While cervical cancer screening and sigmoidoscopy rates showed no significant differences across sexual orientation groups, mammogram screening was significantly lower among gay, bisexual, and other non-heterosexual respondents compared to their straight counterparts.

Dr Pustake notes that these findings suggest sexual orientation is associated with unequal access to certain preventive health services and highlight the need for focused public health interventions to increase mammogram screening rates in LGBTQ+ communities.

This study is basically cancer screening patterns in LGBTQ+ individuals versus the non-LGBTQ+ individuals. As we know, LGBTQ+ individuals, they face specific disparities – lack of access to screening – because of multiple reasons. Given that they have the fear of discrimination, stigma associated with their gender identity, that is why they don’t opt to screen and this is well known in the literature.

That is why we came up with this research question – are there any significant disparities between the LGBTQ+ populations and non- LGBTQ+ population when it comes to cancer screening in the US? To answer this research question we utilised the database from CDC, Centre for Disease Control and Prevention, to create a cross-sectional study.

What was the methodology and the findings?

As I mentioned, we utilised the Centre for Disease Control and Prevention database that we have the behaviour risk factor screening survey, the BRFSS. This is an annual telephonic survey in which they call about 400,000 people and get information specifically about three things. Number one is the demographic factors like age, gender and the other socioeconomic status like what income slab do you fall into or what race or ethnicity do you belong to or identify yourself? Also they have a sexual orientation and gender identity module in which they ask the specific question ‘Are you lesbian, do you identify yourself as lesbian, gay, bisexual or heterosexual?’
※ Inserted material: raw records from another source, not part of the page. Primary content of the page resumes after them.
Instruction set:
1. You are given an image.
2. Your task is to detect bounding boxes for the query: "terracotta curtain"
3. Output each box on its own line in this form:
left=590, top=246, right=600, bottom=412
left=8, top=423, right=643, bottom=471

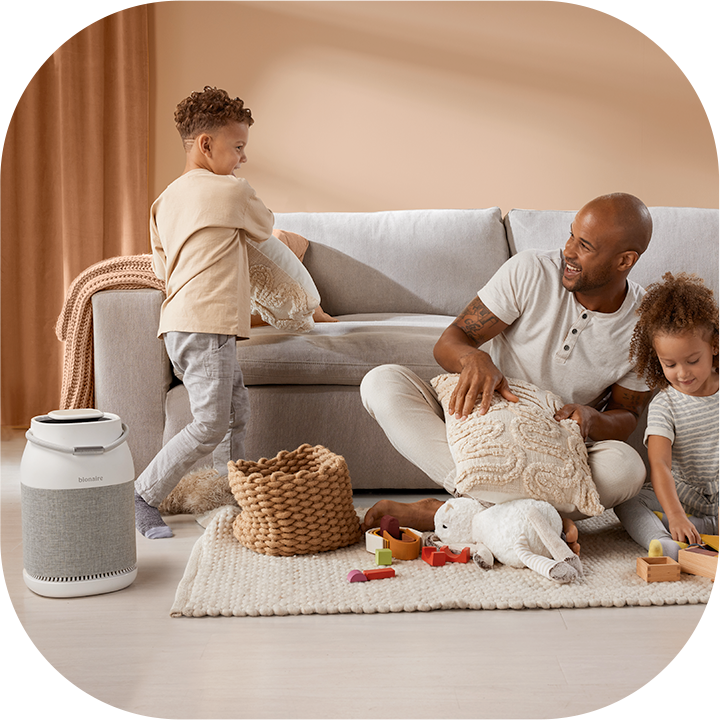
left=0, top=5, right=149, bottom=426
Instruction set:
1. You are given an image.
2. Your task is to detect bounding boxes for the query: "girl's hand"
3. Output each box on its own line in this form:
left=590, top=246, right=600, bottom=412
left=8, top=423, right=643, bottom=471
left=668, top=513, right=702, bottom=545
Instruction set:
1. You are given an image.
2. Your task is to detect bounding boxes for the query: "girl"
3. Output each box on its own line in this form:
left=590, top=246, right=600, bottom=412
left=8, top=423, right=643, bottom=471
left=615, top=273, right=720, bottom=560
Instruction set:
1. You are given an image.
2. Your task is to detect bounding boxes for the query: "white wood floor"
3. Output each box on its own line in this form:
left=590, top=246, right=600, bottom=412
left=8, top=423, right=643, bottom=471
left=0, top=430, right=717, bottom=720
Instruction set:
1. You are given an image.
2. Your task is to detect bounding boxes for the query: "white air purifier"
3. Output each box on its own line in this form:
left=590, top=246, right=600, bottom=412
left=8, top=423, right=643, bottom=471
left=20, top=409, right=137, bottom=598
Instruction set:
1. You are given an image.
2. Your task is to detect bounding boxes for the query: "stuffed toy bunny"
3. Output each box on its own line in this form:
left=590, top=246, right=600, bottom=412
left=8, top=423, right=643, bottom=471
left=430, top=498, right=583, bottom=583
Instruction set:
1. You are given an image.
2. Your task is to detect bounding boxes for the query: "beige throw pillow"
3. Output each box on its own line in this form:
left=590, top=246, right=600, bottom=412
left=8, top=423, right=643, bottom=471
left=247, top=235, right=320, bottom=332
left=432, top=374, right=604, bottom=515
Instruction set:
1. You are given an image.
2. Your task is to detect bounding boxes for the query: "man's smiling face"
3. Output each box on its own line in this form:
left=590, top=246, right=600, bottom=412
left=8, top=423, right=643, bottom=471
left=562, top=210, right=617, bottom=294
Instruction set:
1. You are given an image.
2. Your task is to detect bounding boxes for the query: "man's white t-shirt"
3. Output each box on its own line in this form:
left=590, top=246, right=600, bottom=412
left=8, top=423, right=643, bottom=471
left=478, top=250, right=648, bottom=405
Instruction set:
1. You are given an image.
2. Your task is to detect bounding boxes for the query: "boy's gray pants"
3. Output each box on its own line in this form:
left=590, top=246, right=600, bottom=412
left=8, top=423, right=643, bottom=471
left=135, top=332, right=250, bottom=507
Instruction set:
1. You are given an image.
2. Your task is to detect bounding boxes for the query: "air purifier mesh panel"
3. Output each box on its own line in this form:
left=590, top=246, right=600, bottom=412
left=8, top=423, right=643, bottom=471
left=21, top=482, right=136, bottom=581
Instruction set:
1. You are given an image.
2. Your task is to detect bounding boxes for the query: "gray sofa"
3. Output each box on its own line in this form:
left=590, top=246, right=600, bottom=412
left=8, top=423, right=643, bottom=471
left=92, top=207, right=720, bottom=489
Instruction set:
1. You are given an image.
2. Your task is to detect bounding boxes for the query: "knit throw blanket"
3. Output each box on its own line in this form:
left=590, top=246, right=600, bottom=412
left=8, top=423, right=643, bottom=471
left=55, top=255, right=165, bottom=410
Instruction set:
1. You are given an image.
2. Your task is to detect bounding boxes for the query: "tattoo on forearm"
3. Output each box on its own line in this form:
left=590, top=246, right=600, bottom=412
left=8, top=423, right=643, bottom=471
left=455, top=298, right=498, bottom=344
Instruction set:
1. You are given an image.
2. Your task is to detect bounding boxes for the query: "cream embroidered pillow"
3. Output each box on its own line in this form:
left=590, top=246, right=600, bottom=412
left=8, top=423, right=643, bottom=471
left=432, top=374, right=604, bottom=515
left=247, top=235, right=320, bottom=332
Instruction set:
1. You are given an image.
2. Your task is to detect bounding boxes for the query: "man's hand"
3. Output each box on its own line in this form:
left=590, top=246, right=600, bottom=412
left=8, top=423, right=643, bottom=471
left=435, top=298, right=518, bottom=419
left=448, top=350, right=518, bottom=420
left=555, top=385, right=652, bottom=442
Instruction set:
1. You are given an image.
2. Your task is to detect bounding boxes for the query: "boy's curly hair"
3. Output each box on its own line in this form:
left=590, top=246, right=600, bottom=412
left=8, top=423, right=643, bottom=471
left=175, top=85, right=255, bottom=143
left=630, top=272, right=720, bottom=390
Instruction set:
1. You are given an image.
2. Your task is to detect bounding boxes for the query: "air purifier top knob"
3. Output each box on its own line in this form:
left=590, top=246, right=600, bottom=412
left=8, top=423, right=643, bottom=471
left=48, top=408, right=105, bottom=422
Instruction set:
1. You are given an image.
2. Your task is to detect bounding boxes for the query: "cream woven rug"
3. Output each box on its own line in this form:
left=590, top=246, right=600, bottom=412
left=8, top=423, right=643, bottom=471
left=170, top=506, right=714, bottom=617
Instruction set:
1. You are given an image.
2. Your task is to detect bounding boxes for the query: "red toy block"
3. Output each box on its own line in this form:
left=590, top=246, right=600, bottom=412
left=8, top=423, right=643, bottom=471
left=440, top=545, right=470, bottom=563
left=422, top=546, right=447, bottom=567
left=363, top=568, right=395, bottom=580
left=380, top=515, right=400, bottom=540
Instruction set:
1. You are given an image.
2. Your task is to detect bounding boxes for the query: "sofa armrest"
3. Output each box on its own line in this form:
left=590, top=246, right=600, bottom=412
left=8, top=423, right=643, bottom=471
left=92, top=289, right=173, bottom=477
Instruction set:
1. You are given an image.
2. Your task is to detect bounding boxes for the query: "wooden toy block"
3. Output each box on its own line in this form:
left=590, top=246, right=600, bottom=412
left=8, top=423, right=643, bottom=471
left=363, top=568, right=395, bottom=580
left=678, top=547, right=720, bottom=582
left=383, top=528, right=422, bottom=560
left=422, top=546, right=447, bottom=567
left=637, top=556, right=680, bottom=582
left=380, top=515, right=400, bottom=540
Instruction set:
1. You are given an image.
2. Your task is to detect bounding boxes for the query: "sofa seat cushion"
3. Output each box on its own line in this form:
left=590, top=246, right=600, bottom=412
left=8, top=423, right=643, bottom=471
left=237, top=313, right=455, bottom=385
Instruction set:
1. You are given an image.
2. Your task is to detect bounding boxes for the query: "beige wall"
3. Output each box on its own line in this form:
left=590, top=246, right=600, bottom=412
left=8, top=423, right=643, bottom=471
left=150, top=0, right=720, bottom=212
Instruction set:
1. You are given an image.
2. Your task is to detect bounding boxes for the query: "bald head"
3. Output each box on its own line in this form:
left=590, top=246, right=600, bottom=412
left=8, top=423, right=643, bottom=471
left=580, top=193, right=652, bottom=255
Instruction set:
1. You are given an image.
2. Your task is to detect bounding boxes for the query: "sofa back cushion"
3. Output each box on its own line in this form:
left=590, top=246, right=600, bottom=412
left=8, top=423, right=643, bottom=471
left=505, top=207, right=720, bottom=298
left=275, top=208, right=509, bottom=317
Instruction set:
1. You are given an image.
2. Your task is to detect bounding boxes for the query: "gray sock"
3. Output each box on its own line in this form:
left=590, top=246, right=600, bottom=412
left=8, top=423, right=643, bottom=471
left=135, top=492, right=173, bottom=540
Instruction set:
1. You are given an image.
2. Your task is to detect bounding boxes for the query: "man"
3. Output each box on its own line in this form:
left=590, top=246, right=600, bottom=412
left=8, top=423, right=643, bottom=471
left=360, top=193, right=652, bottom=544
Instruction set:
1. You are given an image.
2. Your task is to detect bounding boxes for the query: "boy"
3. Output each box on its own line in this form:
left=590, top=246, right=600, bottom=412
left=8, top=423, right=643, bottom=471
left=135, top=87, right=274, bottom=538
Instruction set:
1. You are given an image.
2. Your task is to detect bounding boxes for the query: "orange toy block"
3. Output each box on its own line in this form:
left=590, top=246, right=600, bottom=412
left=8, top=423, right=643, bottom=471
left=678, top=547, right=720, bottom=582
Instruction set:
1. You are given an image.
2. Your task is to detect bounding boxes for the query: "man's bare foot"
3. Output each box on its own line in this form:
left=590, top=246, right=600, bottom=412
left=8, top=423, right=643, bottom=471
left=563, top=518, right=580, bottom=555
left=362, top=498, right=444, bottom=532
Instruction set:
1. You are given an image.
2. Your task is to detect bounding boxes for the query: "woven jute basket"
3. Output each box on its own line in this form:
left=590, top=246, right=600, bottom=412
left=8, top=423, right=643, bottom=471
left=228, top=444, right=361, bottom=556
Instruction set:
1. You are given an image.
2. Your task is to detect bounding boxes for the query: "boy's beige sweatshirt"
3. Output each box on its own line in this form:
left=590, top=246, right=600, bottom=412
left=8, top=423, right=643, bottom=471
left=150, top=170, right=274, bottom=338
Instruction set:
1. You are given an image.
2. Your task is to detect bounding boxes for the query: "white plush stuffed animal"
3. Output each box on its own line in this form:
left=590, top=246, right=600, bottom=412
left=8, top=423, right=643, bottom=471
left=435, top=498, right=583, bottom=583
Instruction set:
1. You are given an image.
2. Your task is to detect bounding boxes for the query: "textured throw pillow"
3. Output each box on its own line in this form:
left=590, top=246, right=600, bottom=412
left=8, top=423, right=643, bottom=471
left=432, top=374, right=604, bottom=515
left=247, top=235, right=320, bottom=332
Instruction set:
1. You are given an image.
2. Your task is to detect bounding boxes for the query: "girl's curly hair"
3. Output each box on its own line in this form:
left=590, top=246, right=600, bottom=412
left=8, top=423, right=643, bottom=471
left=630, top=272, right=720, bottom=390
left=175, top=85, right=255, bottom=143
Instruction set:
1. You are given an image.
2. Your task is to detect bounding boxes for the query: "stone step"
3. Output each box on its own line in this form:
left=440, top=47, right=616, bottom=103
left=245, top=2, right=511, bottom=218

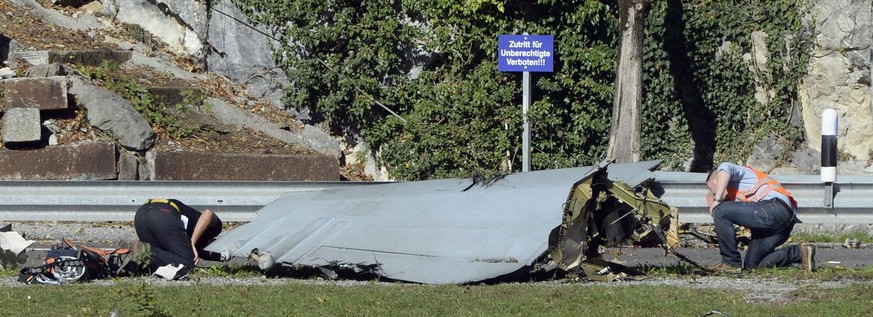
left=0, top=76, right=69, bottom=112
left=154, top=152, right=340, bottom=181
left=16, top=50, right=133, bottom=66
left=149, top=86, right=204, bottom=105
left=0, top=142, right=117, bottom=180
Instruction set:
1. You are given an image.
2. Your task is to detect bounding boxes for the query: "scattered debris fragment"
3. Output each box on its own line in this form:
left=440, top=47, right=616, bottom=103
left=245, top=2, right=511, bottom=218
left=206, top=161, right=678, bottom=284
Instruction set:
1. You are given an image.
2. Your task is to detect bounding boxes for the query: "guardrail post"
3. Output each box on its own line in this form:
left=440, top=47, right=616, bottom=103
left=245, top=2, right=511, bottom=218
left=821, top=109, right=837, bottom=208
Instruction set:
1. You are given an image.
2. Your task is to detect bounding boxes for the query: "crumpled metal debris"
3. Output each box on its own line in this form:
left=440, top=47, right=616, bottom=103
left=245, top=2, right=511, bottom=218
left=0, top=224, right=34, bottom=268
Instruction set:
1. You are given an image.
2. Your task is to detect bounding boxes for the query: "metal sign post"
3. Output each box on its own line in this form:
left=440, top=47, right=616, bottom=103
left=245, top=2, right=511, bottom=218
left=497, top=35, right=555, bottom=172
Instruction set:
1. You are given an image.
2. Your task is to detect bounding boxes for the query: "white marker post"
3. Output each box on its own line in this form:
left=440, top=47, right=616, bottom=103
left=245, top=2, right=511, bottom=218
left=497, top=34, right=555, bottom=172
left=821, top=109, right=837, bottom=208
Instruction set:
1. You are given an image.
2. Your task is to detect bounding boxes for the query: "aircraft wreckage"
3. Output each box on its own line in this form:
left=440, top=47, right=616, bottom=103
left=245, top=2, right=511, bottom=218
left=207, top=161, right=678, bottom=284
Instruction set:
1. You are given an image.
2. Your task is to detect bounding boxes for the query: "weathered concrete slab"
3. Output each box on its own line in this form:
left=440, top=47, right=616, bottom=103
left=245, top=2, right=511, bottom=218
left=24, top=63, right=73, bottom=77
left=149, top=87, right=204, bottom=105
left=154, top=152, right=339, bottom=181
left=48, top=50, right=131, bottom=66
left=0, top=76, right=69, bottom=111
left=0, top=108, right=42, bottom=145
left=0, top=142, right=117, bottom=180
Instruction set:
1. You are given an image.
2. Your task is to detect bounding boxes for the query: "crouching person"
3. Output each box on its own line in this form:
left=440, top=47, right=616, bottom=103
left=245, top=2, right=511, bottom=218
left=133, top=198, right=221, bottom=277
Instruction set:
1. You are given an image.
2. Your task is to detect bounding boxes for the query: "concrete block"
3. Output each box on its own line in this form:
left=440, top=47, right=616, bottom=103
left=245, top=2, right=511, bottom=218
left=0, top=76, right=69, bottom=111
left=0, top=108, right=42, bottom=145
left=46, top=50, right=132, bottom=66
left=154, top=152, right=339, bottom=181
left=0, top=142, right=117, bottom=180
left=118, top=152, right=139, bottom=180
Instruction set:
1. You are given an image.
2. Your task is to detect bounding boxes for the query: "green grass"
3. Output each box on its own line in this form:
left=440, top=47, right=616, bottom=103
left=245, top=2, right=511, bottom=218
left=0, top=281, right=873, bottom=316
left=791, top=231, right=873, bottom=243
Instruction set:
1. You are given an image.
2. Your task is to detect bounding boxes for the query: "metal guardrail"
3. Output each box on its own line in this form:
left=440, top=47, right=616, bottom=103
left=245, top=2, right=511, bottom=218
left=0, top=172, right=873, bottom=224
left=0, top=181, right=381, bottom=222
left=654, top=172, right=873, bottom=224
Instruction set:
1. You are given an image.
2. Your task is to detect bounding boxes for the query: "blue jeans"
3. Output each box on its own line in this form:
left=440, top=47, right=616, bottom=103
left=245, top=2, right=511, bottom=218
left=712, top=199, right=801, bottom=269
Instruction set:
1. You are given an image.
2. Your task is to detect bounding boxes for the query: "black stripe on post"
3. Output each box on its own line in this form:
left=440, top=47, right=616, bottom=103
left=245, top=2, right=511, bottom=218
left=821, top=135, right=837, bottom=167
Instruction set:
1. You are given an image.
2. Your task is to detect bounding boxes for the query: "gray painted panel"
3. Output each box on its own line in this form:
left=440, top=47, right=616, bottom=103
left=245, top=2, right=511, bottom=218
left=207, top=162, right=659, bottom=284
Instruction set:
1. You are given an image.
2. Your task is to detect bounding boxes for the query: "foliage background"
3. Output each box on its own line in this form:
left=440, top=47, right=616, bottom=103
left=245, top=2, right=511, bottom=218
left=233, top=0, right=812, bottom=180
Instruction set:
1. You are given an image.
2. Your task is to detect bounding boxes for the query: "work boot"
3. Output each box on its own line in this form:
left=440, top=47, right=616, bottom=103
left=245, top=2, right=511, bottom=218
left=800, top=243, right=815, bottom=272
left=706, top=262, right=742, bottom=274
left=122, top=241, right=152, bottom=275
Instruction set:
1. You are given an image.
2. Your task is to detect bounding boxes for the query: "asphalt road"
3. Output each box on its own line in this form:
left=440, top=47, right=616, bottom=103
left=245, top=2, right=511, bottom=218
left=605, top=244, right=873, bottom=268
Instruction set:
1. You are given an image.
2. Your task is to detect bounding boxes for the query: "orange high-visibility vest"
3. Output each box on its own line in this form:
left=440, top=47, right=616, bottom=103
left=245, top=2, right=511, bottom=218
left=725, top=166, right=797, bottom=209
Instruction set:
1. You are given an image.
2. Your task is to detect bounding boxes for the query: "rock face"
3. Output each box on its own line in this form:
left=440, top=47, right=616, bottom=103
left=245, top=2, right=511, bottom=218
left=206, top=0, right=288, bottom=108
left=800, top=0, right=873, bottom=160
left=70, top=78, right=155, bottom=151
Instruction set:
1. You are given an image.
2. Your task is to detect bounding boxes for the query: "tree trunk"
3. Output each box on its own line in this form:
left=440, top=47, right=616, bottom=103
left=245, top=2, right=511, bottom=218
left=606, top=0, right=650, bottom=163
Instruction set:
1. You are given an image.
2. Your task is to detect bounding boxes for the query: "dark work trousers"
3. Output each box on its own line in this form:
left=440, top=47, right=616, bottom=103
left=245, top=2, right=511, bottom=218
left=712, top=199, right=801, bottom=269
left=133, top=203, right=194, bottom=273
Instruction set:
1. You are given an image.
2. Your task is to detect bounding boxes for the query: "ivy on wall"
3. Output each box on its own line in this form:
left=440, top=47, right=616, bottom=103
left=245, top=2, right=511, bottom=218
left=643, top=0, right=813, bottom=172
left=233, top=0, right=808, bottom=180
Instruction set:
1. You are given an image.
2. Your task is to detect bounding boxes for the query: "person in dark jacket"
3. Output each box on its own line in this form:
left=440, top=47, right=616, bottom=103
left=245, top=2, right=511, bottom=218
left=133, top=198, right=221, bottom=275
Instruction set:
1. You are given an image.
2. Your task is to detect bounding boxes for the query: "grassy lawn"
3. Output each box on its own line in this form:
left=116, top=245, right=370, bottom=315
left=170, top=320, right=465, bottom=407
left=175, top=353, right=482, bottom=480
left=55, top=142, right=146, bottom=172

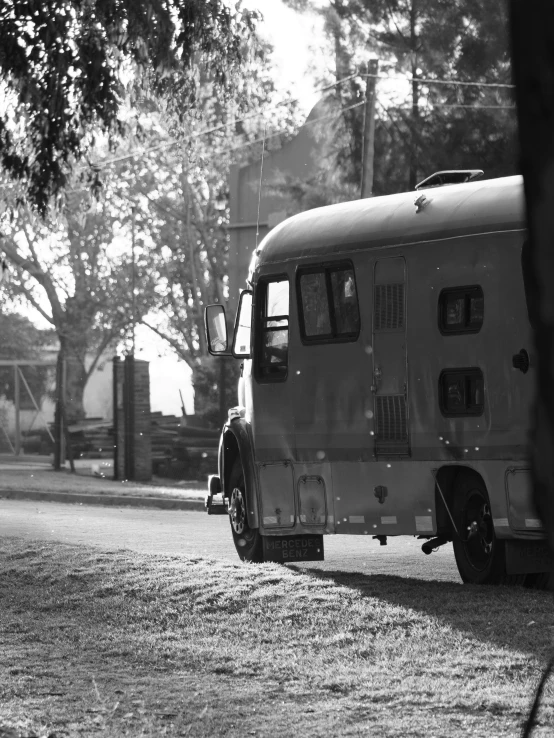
left=0, top=538, right=554, bottom=738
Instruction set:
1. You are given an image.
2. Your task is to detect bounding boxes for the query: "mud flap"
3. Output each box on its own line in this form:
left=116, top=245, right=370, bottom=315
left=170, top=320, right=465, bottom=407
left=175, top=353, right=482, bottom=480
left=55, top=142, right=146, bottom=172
left=263, top=534, right=324, bottom=564
left=506, top=541, right=554, bottom=574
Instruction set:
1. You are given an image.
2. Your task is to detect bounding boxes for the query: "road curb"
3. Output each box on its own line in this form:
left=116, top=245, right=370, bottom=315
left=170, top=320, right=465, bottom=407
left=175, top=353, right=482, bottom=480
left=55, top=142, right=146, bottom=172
left=0, top=490, right=206, bottom=512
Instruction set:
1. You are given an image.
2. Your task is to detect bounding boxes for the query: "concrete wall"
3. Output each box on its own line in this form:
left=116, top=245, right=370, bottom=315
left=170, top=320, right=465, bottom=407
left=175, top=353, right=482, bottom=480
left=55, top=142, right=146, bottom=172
left=116, top=359, right=152, bottom=482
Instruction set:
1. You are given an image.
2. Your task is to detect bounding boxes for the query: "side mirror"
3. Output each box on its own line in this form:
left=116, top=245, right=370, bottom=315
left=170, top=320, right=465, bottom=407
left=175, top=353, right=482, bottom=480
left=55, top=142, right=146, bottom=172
left=233, top=290, right=252, bottom=359
left=205, top=305, right=229, bottom=356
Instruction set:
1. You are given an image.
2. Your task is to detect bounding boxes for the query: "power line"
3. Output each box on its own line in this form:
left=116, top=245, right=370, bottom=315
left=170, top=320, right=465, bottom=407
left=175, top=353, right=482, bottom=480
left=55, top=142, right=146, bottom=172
left=360, top=73, right=515, bottom=90
left=93, top=72, right=514, bottom=169
left=92, top=73, right=360, bottom=169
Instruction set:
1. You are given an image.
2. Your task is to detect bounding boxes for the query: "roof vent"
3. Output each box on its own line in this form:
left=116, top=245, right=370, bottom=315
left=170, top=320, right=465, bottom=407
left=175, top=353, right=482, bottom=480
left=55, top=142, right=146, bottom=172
left=416, top=169, right=484, bottom=190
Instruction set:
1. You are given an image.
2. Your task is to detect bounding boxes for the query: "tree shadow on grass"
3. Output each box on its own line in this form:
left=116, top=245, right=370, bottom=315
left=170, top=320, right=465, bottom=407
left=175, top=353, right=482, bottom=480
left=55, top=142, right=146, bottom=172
left=289, top=565, right=554, bottom=659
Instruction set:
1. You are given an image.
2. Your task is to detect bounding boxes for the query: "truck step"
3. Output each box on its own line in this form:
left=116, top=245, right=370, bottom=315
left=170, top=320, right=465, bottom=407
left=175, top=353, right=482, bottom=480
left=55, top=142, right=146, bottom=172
left=206, top=494, right=229, bottom=515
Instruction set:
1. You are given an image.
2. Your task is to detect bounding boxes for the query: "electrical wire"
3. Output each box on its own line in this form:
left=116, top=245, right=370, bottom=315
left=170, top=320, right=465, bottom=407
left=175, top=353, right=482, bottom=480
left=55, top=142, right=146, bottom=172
left=92, top=72, right=515, bottom=169
left=359, top=73, right=515, bottom=90
left=91, top=72, right=360, bottom=169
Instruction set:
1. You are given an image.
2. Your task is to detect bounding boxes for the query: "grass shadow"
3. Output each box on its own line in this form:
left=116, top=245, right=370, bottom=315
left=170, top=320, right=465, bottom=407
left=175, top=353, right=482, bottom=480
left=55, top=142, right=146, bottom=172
left=288, top=565, right=554, bottom=659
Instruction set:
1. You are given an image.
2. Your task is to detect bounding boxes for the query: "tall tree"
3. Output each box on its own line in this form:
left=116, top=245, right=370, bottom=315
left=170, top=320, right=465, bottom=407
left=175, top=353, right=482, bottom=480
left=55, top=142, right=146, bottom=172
left=286, top=0, right=516, bottom=194
left=3, top=183, right=155, bottom=419
left=0, top=0, right=257, bottom=216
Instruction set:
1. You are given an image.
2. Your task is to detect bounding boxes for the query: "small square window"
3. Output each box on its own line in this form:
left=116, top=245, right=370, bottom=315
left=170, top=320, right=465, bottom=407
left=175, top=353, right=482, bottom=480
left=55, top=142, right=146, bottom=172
left=255, top=277, right=289, bottom=382
left=297, top=265, right=360, bottom=343
left=439, top=286, right=485, bottom=335
left=439, top=368, right=485, bottom=417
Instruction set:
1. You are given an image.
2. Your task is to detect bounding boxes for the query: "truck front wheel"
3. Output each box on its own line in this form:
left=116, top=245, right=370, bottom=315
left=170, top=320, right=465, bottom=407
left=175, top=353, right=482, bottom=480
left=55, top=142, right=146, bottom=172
left=452, top=473, right=523, bottom=584
left=229, top=458, right=264, bottom=564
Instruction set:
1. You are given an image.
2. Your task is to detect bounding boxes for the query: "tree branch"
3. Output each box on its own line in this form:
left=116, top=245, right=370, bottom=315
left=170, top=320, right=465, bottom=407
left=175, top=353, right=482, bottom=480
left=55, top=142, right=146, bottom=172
left=140, top=318, right=195, bottom=369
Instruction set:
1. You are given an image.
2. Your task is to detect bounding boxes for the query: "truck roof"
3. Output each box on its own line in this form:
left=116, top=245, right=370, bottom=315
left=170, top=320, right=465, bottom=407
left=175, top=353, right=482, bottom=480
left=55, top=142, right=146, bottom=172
left=252, top=176, right=526, bottom=266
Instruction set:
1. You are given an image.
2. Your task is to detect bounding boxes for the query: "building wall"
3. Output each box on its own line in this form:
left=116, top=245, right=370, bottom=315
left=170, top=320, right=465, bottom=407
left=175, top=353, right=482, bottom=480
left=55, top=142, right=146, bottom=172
left=228, top=99, right=336, bottom=316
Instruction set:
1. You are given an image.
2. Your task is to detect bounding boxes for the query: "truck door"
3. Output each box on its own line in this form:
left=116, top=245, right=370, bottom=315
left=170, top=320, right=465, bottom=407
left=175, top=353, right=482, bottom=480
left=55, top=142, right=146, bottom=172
left=371, top=256, right=410, bottom=457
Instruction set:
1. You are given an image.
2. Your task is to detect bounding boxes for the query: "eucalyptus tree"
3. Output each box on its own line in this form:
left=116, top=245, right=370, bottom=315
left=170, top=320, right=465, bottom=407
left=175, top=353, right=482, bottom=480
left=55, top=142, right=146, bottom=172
left=3, top=181, right=155, bottom=420
left=285, top=0, right=517, bottom=194
left=0, top=0, right=257, bottom=216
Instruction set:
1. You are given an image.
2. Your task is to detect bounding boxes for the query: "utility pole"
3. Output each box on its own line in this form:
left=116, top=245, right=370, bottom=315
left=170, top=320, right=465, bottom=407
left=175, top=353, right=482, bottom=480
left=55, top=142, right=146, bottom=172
left=360, top=59, right=379, bottom=199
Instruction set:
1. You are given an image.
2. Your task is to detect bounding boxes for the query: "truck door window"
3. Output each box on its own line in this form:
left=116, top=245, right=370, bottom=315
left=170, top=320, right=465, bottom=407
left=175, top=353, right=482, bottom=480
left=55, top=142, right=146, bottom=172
left=257, top=279, right=289, bottom=381
left=297, top=266, right=360, bottom=343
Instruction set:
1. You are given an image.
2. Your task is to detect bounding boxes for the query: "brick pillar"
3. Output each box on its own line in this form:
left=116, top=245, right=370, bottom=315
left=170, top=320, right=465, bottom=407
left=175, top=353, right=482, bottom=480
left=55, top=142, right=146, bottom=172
left=114, top=357, right=152, bottom=482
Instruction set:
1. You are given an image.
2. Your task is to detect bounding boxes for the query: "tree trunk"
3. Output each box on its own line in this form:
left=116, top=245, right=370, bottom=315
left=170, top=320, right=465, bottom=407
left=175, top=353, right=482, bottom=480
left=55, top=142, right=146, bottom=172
left=510, top=0, right=554, bottom=552
left=408, top=0, right=420, bottom=190
left=65, top=344, right=87, bottom=423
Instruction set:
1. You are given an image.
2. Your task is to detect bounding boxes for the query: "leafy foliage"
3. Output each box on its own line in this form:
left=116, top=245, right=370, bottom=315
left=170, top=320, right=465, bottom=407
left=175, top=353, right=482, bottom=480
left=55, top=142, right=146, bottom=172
left=286, top=0, right=517, bottom=201
left=0, top=0, right=257, bottom=216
After collecting this data they also ask the specific question about cancer screening behaviour. They are very objective, like, ‘Have you ever had a mammogram? Have you ever had a cervical cancer screening or have you ever had a colonoscopy?’ So we took all this data and we did the statistical analysis. The [??] described with mean and median while to find if there is any significant difference in proportion of colonoscopy screening, mammograph screening, we applied the Chi-square test, Fisher’s exact test, and we went further to test association with logistic regression. All these times our p-value, less than 0.05, was considered statistically significant.

What are the clinical implications of these findings?

The clinical implication for this study is we found in our study that there are significant disparities between the LGBTQ+ individuals and non- LGBTQ+ individuals, meaning that certain populations in LGBTQ+ individuals are less likely to opt in for the screening. For example, we found that bisexual individuals are five times less likely to get screened for mammogram versus the heterosexual individuals. So getting the result from the study implies that we need to form more policies or do more intervention to promote this particular subgroup to get the mammography, get the colonoscopy and get the cancer screening behaviours.

That’s pretty much it. As I said, we concluded that the LGBTQ+ population face significant disparities versus their heterosexual peers so targeted interventions can help in bridging these gaps and bridging these knowledge gaps.